The crystals are the most expensive. Not just the gems themselves, but the fee for manual application. Thousands of tiny jewels are glued onto the dress by hand, arranged in intricate patterns to reflect light and dazzle the judges. My dress has 1,300 stones: clear crystal for the bodice, matte opal for the ribbons, and three different shades of pink for the roses. I pick them out myself, holding each sample up to the fluorescent lights in my dressmaker’s studio, squinting as I try to discern the difference between a 6.2 mm Indian Pink and 4.0 mm Vintage Rose.
I am 16 and miserable. I am back on the ice, but after being off for months, my knees ache and my hips pull and my weakened ankles wobble. I skate slowly now and jump close to the ground. The brace is gone, but the knife in my back saws with each landing. I watch the younger kids land their double jumps for the first time, hopping up and down on their toe-picks and shouting, “I did it!” I watch my old rivals land triple jumps, watch them fly off for the National Championships and come home with trophies. My back bends no more, every stab of pain a reminder that I am not what I once was.

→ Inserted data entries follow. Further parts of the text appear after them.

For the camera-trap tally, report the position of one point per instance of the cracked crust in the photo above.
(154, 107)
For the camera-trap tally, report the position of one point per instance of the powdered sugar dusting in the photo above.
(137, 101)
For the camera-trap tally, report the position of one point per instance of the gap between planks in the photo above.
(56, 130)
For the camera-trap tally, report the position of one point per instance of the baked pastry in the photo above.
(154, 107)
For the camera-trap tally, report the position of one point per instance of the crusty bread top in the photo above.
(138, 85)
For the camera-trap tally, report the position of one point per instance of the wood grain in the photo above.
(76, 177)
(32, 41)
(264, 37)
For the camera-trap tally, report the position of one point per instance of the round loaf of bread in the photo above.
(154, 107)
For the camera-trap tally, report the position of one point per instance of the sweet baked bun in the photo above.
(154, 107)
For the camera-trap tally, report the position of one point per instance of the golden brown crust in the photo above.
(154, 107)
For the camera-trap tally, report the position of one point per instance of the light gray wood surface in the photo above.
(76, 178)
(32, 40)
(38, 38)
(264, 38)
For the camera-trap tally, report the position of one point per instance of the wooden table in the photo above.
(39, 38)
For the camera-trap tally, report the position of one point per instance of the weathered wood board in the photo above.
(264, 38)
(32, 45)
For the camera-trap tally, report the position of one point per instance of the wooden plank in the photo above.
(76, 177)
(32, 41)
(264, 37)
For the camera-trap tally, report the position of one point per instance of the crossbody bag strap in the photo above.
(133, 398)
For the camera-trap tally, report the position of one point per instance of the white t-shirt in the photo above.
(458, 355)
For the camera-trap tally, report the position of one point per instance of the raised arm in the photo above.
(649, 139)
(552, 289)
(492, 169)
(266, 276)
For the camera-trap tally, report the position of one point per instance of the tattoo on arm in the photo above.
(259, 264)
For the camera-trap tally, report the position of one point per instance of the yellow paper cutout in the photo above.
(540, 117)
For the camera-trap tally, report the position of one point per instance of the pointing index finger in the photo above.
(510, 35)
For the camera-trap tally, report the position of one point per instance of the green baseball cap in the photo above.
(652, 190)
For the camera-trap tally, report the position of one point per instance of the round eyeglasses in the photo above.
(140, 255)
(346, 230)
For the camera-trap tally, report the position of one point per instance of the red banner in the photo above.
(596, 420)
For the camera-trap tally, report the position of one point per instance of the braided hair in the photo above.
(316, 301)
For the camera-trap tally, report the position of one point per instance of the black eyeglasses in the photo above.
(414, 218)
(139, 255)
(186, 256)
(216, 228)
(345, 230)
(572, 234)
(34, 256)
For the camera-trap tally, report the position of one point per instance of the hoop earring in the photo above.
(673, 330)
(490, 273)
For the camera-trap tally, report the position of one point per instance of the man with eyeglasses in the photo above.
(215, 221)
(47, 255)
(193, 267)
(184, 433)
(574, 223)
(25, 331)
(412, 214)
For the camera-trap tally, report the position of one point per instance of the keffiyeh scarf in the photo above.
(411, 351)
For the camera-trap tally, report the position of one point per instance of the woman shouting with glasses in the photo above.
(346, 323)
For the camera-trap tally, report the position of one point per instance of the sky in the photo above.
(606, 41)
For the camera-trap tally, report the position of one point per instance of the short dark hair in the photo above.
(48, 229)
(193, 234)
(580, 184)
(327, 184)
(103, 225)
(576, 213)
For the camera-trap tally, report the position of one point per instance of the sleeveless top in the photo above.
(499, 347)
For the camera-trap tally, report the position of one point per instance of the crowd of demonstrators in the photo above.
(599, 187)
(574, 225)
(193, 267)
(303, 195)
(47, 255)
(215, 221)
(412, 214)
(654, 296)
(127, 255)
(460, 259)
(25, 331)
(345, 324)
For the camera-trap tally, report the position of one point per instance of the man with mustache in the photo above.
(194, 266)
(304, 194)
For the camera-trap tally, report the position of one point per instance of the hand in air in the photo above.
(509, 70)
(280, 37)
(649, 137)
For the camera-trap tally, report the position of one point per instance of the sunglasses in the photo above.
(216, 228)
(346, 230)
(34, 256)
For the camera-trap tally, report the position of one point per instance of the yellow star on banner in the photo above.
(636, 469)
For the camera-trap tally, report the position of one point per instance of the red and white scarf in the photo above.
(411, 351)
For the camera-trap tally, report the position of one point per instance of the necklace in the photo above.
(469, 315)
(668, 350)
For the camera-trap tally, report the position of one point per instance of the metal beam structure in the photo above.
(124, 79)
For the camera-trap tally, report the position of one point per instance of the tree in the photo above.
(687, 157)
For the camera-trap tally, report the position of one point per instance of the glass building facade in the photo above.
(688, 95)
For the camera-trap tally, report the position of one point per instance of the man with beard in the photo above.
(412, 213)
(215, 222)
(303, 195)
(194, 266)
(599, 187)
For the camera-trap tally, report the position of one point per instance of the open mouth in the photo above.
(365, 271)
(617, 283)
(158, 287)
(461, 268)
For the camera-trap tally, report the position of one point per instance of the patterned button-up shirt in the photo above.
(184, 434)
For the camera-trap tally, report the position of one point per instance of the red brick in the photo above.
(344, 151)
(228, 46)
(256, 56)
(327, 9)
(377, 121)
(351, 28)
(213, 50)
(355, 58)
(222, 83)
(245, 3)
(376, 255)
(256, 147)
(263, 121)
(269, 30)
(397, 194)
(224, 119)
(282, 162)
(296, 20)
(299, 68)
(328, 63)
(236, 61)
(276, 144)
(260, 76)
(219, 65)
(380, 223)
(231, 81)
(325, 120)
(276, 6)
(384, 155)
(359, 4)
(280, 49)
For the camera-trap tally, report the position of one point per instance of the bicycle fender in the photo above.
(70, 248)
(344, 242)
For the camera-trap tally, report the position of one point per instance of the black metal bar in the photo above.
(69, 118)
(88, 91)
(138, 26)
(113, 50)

I try on my new dress and wonder how such tiny crystals could become so heavy. They weigh on my chest, although the silk skirt lifts effortlessly when I twirl in front of the mirror. I admire the perfect stitches, the painted roses, the corset back, the thousands of glittering crystals. It is the most beautiful dress I have ever seen, and yet, I also hate it. I hate that I made this beautiful, expensive, useless thing. I hate that I still feel hollow when I put it on.
I am 17 and tired. I am tired of skating, tired of pain, tired of feeling worn down. I wonder what it would be like to hang up my skates, to give in to my body and quit. But then I remember the little girl who wanted nothing more than to dance on the ice, who skated every day until her fingers turned purple. I owe it to her to keep trying, to do the thing she loved. So I continue despite the pain. I get new music, a new routine … all I need is a dress. I imagine a white dress with pink roses and ribbons lacing up the back, a dress so beautiful that simply putting it on will make me fall in love.
Today I am competing. My new dress hangs outside my closet door. A bottle of little white pills sits on my dresser: painkillers that allow me to perform an approximation of my old spins. I do not compete to win a medal. I compete because it is what I have always done, because I have endured so much to be able to skate. And it would be such a shame for that beautiful dress, with its white ribbons softly lacing up my back, to sit in my bedroom unworn.